TR24971 includes the guidance that risk controls may be applicable in other lifecycle phases, including storage and distribution




i.e. if the product can become contaminated during storage and/or distribution, and the method of use would reasonably expose the user to that contamination, it is a risk to patient health.
As such it is a prime candidate for the risk file.
This is why implants come double, or triple, barriered - the exterior sterile barrier is sanitised by hospital staff prior to an aseptic transfer of the internal sterile barrier into the operating theater's sterile field. This is then opened and transferred to the surgeon for use.
The risk of contamination of the external surface (through storage and distribution) is acknowledged, and controlled by the double/triple barrier.

The devices in question do not need this level of sterility assurance, but there is still a risk related to contamination of the outside surface - so the pest control program to mitigate this risk during storage and prior to secondary packaging is sufficient.


Thanks,

TS.

 

[johncharles]

you'll have to refresh my memory on which clause says you have to have pest control..

6.4 - you need a pest control program. If you don't have one, it will be quickly noticed during an audit.

The companies you worked with that did not have a pest control program, did have a pest control program through a third party.

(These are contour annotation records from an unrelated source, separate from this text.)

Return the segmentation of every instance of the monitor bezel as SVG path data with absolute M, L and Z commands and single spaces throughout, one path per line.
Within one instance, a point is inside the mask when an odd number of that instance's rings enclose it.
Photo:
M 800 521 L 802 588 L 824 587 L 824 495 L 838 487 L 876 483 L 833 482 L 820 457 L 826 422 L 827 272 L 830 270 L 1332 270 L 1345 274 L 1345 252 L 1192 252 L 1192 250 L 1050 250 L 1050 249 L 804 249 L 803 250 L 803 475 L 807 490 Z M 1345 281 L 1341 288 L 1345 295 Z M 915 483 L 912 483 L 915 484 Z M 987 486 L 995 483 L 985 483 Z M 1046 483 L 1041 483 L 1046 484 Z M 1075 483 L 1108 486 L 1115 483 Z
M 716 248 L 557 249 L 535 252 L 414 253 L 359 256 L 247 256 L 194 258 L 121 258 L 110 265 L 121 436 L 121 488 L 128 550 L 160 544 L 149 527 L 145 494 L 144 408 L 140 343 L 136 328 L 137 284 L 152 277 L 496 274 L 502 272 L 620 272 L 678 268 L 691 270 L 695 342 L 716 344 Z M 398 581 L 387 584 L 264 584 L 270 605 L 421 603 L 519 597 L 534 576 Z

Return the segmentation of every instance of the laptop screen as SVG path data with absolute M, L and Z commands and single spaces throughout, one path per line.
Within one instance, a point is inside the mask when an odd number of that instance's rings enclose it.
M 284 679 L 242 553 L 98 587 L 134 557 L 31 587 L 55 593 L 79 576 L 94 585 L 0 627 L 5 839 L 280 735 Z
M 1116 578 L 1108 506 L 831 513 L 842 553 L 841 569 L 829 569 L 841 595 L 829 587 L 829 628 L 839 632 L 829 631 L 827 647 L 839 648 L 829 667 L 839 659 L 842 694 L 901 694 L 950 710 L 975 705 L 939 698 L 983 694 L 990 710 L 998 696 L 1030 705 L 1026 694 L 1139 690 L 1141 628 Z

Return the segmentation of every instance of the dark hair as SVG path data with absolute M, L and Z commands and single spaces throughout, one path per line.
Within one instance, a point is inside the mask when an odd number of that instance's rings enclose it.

TR24971 says that the risk management file can be integrated with QMS documentation. You have a pest control procedure as an OUTPUT of your infrastructure process. What value do you have in putting in the risk file? Would your pest control policy be changed to minimize risk? Would it be monitored differently? I'm not arguing that pest control isn't an activity to mitigate risk, but that every QMS activity is risk-mitigating. Embed your risk file in your QMS and let your QMS that has already been laid out do the heavy lifting instead of double documenting all activities.